Physical restraints are resources or interventions that are applied, with or without the client’s permission, to limit a client’s autonomy, freedom of movement and behaviour. In the LPZ measurement these resources and measures are only defined as restraints if clients cannot remove or undo the resource or intervention on their own.
Methods applied in clinical practice involve physical measures such as side rails on beds, nursing blankets, belt restraints, beds and chairs with integrated table-tops, wheelchair brakes, deep chairs, isolation, and non-physical measures such as domotics (e.g. infrared warning systems), behaviour-influencing medication (such as calming medication) and individual measures. In most cases, however, this involves securing residents or patients with waist straps. This is regarded as a highly restrictive measure and is strongly advised against.
Resources or measures are used in unforeseen and acutely dangerous situations. Unfortunately they are applied more often than strictly necessary. They can result in both physical and psychological damage. Negative consequences can include: causing incontinence, pressure ulcers, contractures, depression, aggression and agitation. Moreover, physical passivity leads to a strong deterioration in cognitive ability, sleep-wake rhythms and mood among residents (Hamers et al. 2009; Scherder et al. 2009).

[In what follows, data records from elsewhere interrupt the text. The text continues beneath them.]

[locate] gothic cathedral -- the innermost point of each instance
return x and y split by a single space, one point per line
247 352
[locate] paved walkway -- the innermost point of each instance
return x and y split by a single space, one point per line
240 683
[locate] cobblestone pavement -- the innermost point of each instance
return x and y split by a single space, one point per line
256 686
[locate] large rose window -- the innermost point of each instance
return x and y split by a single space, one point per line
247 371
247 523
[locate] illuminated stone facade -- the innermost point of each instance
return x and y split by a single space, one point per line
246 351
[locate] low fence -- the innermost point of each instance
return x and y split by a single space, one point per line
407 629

For details on the careful use of physical restraints within the legal framework we refer to the CBO guideline ’Het gebruik van vrijheidsbeperkende interventies in de zorg.’ (The use of restraints in care situations.) For the Home Care and Nursing sector we refer to the new quality framework expected in January 2016.
In 2015 physical restraints are applied in general hospitals, in special housing, care and welfare institutions and in home care for 2.9%, 30.3% and 0.2% of the clients respectively. The incidence of injuries relating to physical restraint is 0%. In general hospitals and in special housing, care and welfare institutions, physical restraints are almost always used to prevent falls and injuries resulting from falls (62.5% and 66% respectively). Nonetheless, the use of immobilising measures is undesirable because in the longer term the risk of falling is actually increased (strong reduction in muscle mass due to muscles not being used and reduced balance due to the patient not standing and walking). This creates a vicious circle, because when the resident falls again this is seen as confirmation that physical restraint is the right solution. Moreover, the risk of serious injury (such as a hip fracture) is overestimated by healthcare providers, as the injury risk among frequent fallers (who are much more likely to be tied down) is actually lower than among residents who seldom fall. There are much more humane fall-preventing measures that can replace physical restraint (Capezuti et al. 2002; CBO, 2004; Neyens 2007; Gulpers 2013). Research at Maastricht University has led to the effective EXBELT method. The key elements of this intervention include a ‘ban’ on the use of straps, additional training for healthcare providers (doctors, paramedics, nursing staff, care providers) and the availability of alternative interventions (such as a low bed, an infrared system, domotics) tailored to the individual resident. This has shown that education can strongly reduce the use of immobilising measures without this having negative consequences. In the Netherlands an increasing number of nursing homes are applying a non-restraint policy. An overview of these institutions can be found at www.innovatiekringdementie.nl and www.zorgvoorbeter.nl.